2. On 11/28/02, an investigation of unknown origin was initiated by E12(assistant director of nurses). It states: "(R6) was complaining of discomfort in his hand. Nurses noted bruises on (R6's) left hand. Certified nurse aides and nurses were interviewed including (E4). (E4) stated he didn't know anything about (R6's) hand. The facility's investigation conclusion: E12 spoke with E2 (DON) since E1(administrator) was on vacation and unavailable and helped E12 make a determination. Their decision was to monitor R6. They had no reasonable suspicion that abuse had occurred. They decided to document the incident and refer it to the administrator when he returned from vacation. They felt no other action was necessary at the time."A follow up investigation took place on 12/04/02 after E1 returned to work. The investigation states: "(E2) reported that bruises had been noted on the left hand of (R6). (R6) had also complained of discomfort in that hand. Interviews were conducted with (R6) and (E4)."
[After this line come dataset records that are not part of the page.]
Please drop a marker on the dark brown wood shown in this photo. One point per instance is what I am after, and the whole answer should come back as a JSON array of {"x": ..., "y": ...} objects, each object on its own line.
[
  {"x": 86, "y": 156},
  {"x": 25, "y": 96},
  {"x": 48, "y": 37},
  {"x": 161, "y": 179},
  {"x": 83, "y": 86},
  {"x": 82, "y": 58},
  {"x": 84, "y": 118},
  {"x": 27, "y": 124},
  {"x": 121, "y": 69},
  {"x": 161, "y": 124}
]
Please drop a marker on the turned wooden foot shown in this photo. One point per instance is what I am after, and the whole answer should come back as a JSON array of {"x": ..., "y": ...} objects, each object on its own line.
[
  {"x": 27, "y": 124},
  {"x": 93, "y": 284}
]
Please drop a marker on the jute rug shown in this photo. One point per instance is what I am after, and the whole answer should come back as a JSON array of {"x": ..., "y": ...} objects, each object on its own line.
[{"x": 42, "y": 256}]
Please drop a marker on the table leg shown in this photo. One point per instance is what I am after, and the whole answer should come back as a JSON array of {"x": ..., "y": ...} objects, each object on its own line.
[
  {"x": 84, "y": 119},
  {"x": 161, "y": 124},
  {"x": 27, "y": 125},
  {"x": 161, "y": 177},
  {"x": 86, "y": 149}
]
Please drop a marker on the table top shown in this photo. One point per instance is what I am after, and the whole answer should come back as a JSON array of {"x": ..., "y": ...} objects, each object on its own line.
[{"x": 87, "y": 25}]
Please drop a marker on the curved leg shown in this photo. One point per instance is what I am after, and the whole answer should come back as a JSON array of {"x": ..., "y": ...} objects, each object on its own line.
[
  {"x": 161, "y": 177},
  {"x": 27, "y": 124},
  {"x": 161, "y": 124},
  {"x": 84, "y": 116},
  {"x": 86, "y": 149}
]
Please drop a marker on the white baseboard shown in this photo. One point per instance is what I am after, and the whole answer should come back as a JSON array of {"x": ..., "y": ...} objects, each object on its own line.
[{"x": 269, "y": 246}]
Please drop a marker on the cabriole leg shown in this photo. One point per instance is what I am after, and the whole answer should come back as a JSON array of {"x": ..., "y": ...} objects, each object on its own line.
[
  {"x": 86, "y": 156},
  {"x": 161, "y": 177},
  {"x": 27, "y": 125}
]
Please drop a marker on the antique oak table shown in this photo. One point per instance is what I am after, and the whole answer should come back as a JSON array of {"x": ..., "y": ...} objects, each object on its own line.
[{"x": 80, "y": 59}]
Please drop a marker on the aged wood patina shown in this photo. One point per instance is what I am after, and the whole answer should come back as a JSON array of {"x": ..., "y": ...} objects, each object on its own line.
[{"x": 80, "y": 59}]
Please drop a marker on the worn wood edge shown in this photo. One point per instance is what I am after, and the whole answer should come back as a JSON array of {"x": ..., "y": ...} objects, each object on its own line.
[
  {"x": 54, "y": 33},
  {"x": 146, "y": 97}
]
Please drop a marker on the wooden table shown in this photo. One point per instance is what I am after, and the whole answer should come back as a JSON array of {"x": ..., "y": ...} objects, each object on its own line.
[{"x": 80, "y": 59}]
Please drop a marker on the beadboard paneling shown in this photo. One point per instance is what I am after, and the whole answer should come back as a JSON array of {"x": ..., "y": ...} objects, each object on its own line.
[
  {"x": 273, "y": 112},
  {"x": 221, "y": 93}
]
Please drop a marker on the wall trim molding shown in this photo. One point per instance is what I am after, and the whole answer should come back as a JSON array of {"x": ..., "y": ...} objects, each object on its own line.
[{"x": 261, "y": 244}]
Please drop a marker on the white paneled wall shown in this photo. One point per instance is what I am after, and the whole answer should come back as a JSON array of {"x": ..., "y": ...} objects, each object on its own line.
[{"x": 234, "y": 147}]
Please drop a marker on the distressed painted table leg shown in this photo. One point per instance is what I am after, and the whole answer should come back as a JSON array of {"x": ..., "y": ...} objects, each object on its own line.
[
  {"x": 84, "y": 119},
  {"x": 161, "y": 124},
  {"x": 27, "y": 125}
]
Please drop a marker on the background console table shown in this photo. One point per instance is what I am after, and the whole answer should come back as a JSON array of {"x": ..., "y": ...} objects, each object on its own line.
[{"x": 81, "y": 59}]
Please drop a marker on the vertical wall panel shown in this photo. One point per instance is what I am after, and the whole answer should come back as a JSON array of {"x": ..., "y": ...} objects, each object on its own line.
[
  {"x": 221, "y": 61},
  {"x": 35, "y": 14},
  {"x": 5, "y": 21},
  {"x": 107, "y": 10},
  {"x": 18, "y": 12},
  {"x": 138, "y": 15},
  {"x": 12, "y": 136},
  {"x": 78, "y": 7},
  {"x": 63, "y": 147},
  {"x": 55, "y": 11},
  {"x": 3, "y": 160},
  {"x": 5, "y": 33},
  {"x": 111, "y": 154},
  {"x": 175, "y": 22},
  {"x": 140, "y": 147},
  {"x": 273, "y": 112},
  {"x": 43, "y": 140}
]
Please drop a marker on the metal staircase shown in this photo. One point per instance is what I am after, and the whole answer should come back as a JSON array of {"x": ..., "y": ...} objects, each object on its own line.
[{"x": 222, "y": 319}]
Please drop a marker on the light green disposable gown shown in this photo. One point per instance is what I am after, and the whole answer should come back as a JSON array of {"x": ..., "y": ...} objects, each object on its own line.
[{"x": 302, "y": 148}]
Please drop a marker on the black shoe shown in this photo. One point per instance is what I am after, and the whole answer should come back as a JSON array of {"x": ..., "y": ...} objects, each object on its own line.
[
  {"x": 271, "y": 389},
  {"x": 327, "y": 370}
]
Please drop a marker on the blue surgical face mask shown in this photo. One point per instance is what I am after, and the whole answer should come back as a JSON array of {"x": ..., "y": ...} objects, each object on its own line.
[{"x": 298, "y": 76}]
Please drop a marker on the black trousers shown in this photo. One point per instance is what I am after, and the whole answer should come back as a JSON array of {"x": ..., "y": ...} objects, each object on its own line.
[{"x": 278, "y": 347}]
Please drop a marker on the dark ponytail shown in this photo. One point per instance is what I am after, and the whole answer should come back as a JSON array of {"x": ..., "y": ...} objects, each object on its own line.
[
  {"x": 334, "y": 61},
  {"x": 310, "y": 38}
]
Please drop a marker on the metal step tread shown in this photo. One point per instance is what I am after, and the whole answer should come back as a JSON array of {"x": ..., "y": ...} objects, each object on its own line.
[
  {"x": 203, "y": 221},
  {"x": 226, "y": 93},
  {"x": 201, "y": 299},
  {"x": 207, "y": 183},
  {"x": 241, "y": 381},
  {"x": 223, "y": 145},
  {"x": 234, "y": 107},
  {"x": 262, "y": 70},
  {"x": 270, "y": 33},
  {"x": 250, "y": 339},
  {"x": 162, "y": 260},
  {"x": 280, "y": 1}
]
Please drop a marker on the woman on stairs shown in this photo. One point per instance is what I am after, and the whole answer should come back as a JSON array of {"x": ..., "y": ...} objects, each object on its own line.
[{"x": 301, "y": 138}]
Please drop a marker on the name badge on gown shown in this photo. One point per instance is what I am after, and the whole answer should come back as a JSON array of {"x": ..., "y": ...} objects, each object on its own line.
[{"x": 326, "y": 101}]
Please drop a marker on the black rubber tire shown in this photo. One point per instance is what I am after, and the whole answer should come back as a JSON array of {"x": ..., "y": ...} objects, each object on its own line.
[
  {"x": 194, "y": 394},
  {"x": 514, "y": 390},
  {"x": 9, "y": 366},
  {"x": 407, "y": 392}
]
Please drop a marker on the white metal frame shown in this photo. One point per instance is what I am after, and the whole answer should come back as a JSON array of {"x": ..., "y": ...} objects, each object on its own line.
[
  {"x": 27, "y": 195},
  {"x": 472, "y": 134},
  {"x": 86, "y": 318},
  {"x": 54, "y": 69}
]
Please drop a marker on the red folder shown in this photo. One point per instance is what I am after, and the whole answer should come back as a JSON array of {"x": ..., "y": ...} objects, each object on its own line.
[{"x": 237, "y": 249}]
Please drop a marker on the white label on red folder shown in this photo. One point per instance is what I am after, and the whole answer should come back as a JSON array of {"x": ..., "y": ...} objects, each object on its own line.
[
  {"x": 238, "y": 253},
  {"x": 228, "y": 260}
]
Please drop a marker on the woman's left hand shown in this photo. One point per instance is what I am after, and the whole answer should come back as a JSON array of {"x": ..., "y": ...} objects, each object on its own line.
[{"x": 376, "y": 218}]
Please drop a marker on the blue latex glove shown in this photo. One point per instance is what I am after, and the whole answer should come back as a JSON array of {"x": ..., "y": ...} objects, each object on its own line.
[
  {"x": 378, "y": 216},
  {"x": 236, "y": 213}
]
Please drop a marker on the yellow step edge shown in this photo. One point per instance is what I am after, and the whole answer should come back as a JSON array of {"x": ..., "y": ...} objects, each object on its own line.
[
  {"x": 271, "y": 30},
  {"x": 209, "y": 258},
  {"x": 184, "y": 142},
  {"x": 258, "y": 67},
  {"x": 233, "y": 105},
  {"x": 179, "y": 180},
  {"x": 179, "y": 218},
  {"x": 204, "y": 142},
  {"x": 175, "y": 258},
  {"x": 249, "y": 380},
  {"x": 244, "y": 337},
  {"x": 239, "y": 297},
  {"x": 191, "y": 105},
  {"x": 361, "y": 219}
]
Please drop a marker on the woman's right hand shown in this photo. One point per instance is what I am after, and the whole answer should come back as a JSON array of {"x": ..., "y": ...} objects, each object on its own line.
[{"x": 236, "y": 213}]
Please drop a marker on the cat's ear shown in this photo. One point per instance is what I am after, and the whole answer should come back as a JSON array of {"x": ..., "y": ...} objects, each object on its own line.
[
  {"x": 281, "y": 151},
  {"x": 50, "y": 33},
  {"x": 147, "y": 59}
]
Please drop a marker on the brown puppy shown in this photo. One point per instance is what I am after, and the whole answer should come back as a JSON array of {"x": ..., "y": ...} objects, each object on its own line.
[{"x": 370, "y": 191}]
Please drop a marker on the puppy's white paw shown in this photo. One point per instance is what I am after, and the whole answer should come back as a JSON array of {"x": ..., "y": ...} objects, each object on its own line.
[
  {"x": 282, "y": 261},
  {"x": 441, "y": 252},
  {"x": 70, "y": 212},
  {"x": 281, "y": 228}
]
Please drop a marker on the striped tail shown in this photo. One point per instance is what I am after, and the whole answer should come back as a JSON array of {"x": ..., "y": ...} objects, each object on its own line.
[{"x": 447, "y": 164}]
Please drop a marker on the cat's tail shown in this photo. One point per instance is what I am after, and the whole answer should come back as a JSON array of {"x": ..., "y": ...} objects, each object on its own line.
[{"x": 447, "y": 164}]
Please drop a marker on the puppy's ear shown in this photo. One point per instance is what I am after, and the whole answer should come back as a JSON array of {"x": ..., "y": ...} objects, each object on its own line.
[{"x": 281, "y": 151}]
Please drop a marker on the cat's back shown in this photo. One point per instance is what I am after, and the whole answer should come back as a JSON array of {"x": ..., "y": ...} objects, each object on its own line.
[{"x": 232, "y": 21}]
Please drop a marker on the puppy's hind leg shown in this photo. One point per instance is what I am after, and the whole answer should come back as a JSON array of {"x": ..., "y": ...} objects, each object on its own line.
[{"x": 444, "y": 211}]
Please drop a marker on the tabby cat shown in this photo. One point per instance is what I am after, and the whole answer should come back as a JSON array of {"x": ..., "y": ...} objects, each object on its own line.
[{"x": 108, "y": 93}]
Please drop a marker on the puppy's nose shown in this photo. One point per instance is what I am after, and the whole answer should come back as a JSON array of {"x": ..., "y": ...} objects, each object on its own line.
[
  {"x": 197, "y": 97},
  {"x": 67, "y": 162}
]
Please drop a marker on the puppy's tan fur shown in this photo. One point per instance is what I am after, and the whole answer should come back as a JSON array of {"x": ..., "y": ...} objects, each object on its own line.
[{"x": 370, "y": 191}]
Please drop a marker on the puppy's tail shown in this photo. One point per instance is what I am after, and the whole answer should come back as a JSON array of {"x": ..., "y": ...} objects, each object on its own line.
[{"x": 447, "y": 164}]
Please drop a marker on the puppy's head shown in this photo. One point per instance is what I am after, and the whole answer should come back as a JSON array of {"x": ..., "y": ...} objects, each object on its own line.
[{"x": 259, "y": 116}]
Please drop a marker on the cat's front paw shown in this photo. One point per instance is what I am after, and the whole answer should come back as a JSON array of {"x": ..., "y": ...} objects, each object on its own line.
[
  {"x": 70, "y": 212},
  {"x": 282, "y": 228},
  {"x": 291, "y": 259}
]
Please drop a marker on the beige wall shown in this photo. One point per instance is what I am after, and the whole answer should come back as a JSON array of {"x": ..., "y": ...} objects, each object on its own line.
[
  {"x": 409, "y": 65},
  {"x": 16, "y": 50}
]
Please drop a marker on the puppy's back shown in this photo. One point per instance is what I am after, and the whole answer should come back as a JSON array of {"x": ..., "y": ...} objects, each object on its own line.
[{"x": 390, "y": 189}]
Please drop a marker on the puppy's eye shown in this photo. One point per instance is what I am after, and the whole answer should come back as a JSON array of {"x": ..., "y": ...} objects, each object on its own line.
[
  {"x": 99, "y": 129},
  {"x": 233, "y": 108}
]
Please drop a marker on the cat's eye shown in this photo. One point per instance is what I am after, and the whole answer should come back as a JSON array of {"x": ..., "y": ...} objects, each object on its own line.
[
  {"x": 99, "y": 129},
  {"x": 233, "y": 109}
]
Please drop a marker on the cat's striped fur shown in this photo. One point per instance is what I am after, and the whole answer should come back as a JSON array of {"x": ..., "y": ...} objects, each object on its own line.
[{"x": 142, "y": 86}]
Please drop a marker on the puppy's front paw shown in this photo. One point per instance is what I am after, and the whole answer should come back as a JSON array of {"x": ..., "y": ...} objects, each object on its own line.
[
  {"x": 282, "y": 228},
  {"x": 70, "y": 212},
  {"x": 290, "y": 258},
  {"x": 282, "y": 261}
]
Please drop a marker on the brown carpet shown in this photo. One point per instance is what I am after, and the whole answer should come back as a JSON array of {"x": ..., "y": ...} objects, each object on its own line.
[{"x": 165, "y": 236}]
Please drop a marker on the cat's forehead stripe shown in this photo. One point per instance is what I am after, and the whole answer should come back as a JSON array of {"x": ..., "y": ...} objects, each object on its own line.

The interview with R6 shows R6 telling E1 that "(E4) grabbed it. He was trying to get the rope away from me and I wasn't going to give it to him." (R6) pointed to a personal chair alarm. (R6) said, "I had the rope and (E4) grabbed my fingers to get it away from me."
The interview between (E4) and (E1) reads: "I (E1)asked (E4) if he could describe what occurred with (R6). (E4) said that (R6) had the chair alarm in his hand and had taken it off his merry walker. I was trying to get it away from him so that I could put it back on his merry walker for him. I (E1) asked (E4) if he used more force than normal and he responded yes, I had to. R6 wasn't going to give the alarm to me."
The follow-up investigation conclusion states: "I have decided to terminate (E4's) employment with our facility. I do not approve of any staff members using force, regardless of the degree of force to get residents to comply. For this reason I felt it was necessary to terminate (E4's) employment."
Nurses notes dated 11/28/02 at 12:00 noon state: "Resident complaining of left hand being broken. Noted to have purple bruises on all 4 fingers of left hand palm side 4th finger is slightly swollen."
When speaking with R6 on 12/18/02, at 7:40 a.m., R6 showed me his hands and indicated that the ring finger on each hand was hurt. He said: "someone took my hand (indicating the left hand) and squeezed it and said I'm going to twist this off. "
Review of E4's personnel file shows that on 03/13/02, E4 received a written warning notification from E2(director of nurses), for negative behavior which reads: "Several reports of you slamming books, charts, doors, being rude and sharp in speech to residents. This must stop immediately or further disciplinary action will occur. Recommend EAP(employee assistance program). During interview with E2 (DON) on 12/13/02, at 10:30 a.m., E2 (DON) stated that nurses had reported E4. E2 (DON)stated that his (E4) voice quality is gruff. E2 did not know if E4 went to EAP as recommended because it is voluntary and he did not get back with her. E2 (DON) confirmed that the night of 11/12/02, E4 was helping with bed checks.
E4's personnel file also shows that an Illinois State Police background check identified two convictions of battery dated 02/22/90 and 06/27/96; both class A misdemeanors. During interview with E4 on 12/11/02, at 2:35 p.m., E4 stated: "(E2) talked with me regarding the battery convictions shortly after I started working. She wanted to know what they were about and told me they didn't affect my job duties and assignments."